It’s an age-old question. For some, it’s brought on by a natural desire for completion. For example, an introvert seeks someone extroverted, who can perhaps pull him from his shell. Some enjoy the excitement of being with a person who provides the yin to their yang. And the opposite is true—some fear being out of control unless they are with someone they can count on to temper or balance their personality.
On the other end of the spectrum are those who manage to partner with someone who closely matches their personality. In these relationships, partners get along amiably without a lot of effort. Each knows what the other likes and dislikes, how best to communicate and interact, because it’s what they like, too. You might say they speak the same “language of love.” In psychology, this ability is referred to as unconscious competency—the individual has had so much practice with a certain skill that it has become second nature. He or she can even perform the skill while doing other things.
Our “opposites” couple has to work a lot harder. Each person must learn his or her partner’s behavioral profile—their preferred way of communicating, interacting and resolving conflict—because these preferences are different from their own. Each has to think through the interaction and strive to behave in ways to which their partner will respond positively. The psychology term for this is conscious competency—they understand how to get along but have to work at it.
Conscious and Unconscious Competency
The popular television show “The Big Bang Theory” provides us with two couples that perfectly demonstrate the difference between conscious competent and unconscious competent. Characters Leonard, the geeky, introverted scientist, and Penny, the beautiful, somewhat intellectually challenged extrovert, are a classic example of opposites attracting. They understand their differences and are invested in finding ways to improve their compatibility.
Characters Sheldon and Amy, both classic “C’s,” demonstrate the perfectly compatible, unconscious competent couple. They can practically finish each other’s sentences. (Note: I’ve referenced characters from The Big Bang Theory in earlier posts, too. Unlike real people who typically display a blend of behavioral profiles, television characters offer pure illustrations of behaviors making it easier—and funnier—to understand what I’m referring to.)

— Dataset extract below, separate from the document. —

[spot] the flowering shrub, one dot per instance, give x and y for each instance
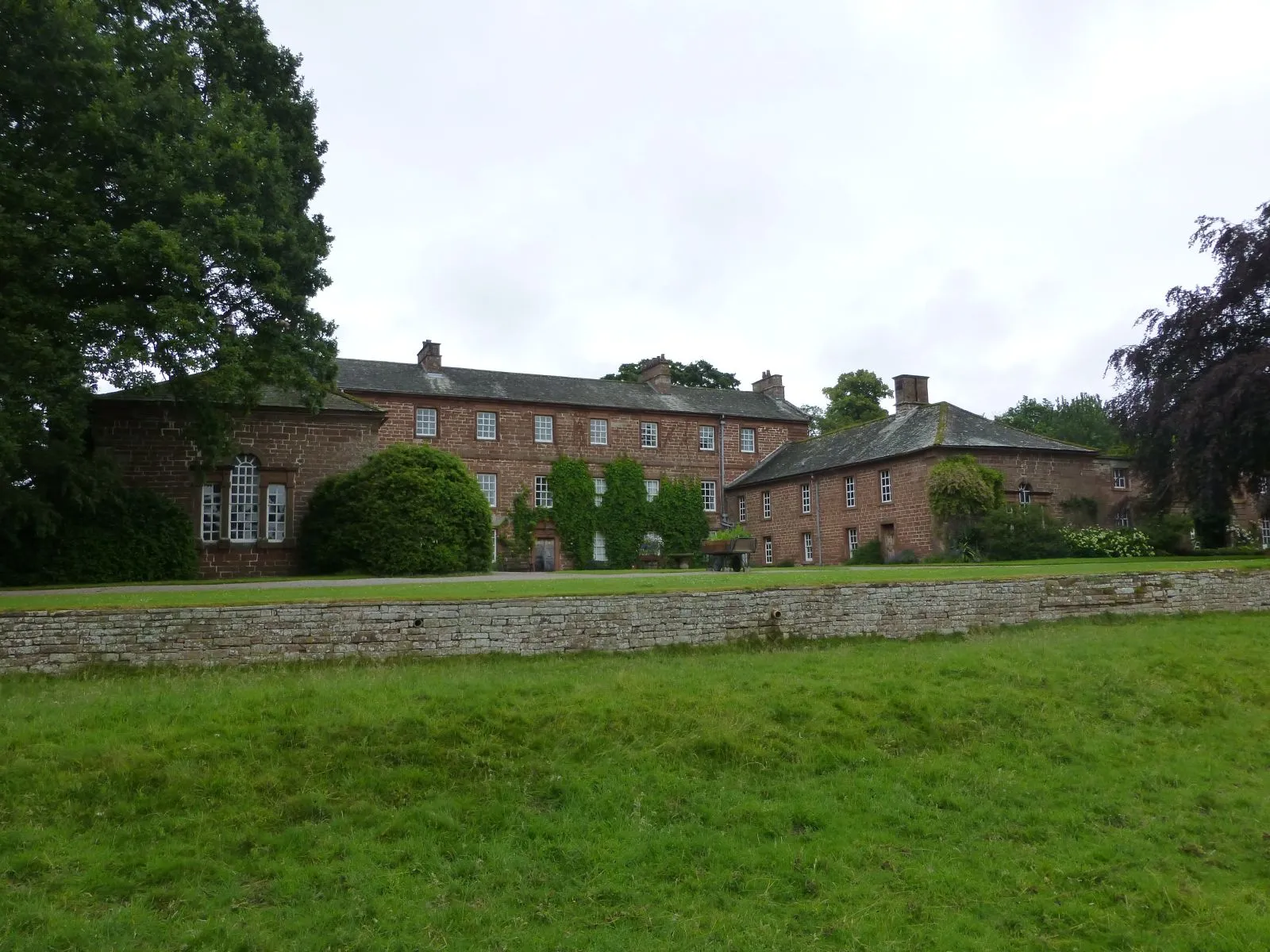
(1108, 543)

Of course, these are only two of the four levels of competency. There’s also unconscious incompetency and conscious incompetency, and unfortunately these categories are where most unsuccessful relationships fall. In the first case, one partner, or both, does not understand how to get along or does not recognize the problem. In the latter, the partner, or partners, understands but just doesn’t care enough to want to do anything about it. Conscious uncoupling is likely in their future!
Assuming you and your partner have a desire to understand one another for the betterment of your relationship, here are some tips for how best to interact with some of the more common behavior profiles.

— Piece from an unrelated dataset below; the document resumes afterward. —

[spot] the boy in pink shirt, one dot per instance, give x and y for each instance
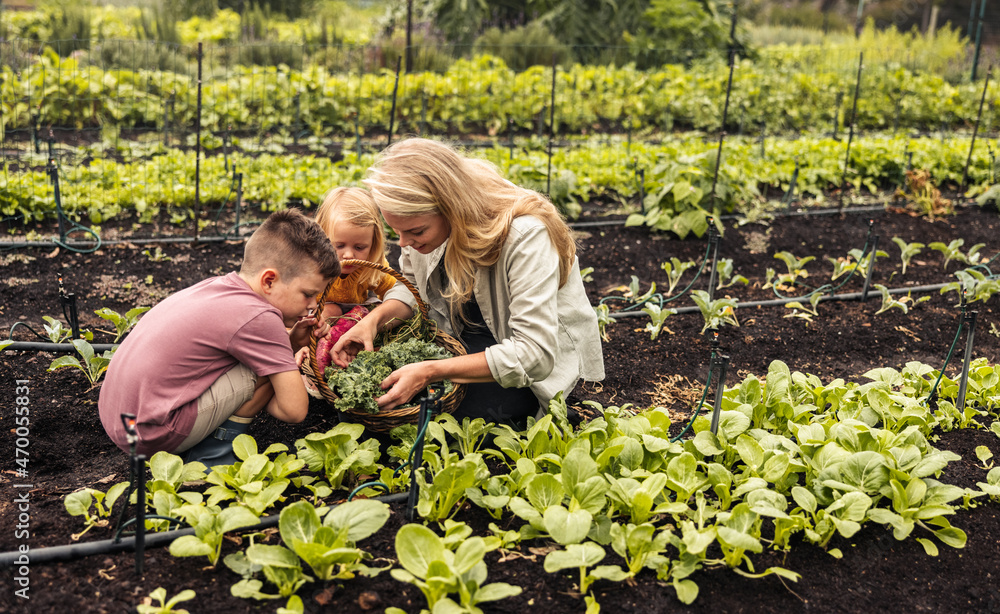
(203, 362)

Communicating with Different Profiles
When dealing with a classic “D“, you should use a direct, to-the-point style of communicating, provided choices for activities and let them take the lead. Avoid right-wrong debates, because a “D” will often be aggressive to win.

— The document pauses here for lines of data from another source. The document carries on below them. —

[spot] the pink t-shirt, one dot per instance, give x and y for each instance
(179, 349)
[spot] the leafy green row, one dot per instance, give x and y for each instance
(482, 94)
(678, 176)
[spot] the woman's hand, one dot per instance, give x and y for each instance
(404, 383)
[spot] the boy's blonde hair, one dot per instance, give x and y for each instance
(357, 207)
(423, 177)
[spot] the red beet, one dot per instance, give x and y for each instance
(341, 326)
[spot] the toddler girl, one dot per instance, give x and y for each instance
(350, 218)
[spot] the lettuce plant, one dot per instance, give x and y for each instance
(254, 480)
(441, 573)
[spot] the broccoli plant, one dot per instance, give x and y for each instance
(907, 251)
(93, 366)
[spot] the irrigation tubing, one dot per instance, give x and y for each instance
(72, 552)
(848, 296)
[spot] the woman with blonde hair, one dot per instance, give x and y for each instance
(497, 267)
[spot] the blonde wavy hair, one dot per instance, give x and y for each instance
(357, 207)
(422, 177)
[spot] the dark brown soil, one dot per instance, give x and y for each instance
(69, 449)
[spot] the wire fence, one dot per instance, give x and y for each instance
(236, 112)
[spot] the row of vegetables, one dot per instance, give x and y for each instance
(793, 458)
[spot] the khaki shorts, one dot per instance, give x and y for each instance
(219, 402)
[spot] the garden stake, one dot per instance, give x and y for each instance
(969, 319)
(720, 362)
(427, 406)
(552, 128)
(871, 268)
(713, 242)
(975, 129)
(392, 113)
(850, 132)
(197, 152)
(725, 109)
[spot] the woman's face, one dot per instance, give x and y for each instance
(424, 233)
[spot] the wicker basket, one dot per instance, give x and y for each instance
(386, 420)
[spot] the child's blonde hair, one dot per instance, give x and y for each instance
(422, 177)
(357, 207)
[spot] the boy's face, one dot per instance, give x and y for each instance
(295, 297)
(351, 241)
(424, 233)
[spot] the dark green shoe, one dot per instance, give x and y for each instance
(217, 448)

Conversely, Influencers (the classic “I“) tend to avoid direct, open conflict. You should recognize their discomfort with conflict and allow time for them to verbalize their thoughts and feelings. Provide enthusiastic, verbal recognition and avoid criticism of them as a person.
The steady “S” also avoids conflict. Draw out uncomfortable issues by asking open-ended questions (how, what, where, when) and state the need to resolve conflict to maintain harmony in the relationship. An “S” likes to be helpful to others, enjoys informal discussions and opportunities to cooperate.
The conscientious “C” is an objective thinker, a practitioner and often a perfectionist. Provide opportunities for them to demonstrate their expertise and use logical, matter-of-fact statements rather than emotional expressions. Accept their need to be “right” and their discomfort with mistakes. A “C” will often want to think through a situation before responding.
Hopefully, these suggestions will help you better understand your partner. For additional information on increasing compatibility, I recommend picking up two copies (one for you and one for your partner) of the book The 5 Love Languages by Gary Chapman. It offers some great advice on how to build relationships that last. It might just be the perfect gift for Valentine’s Day!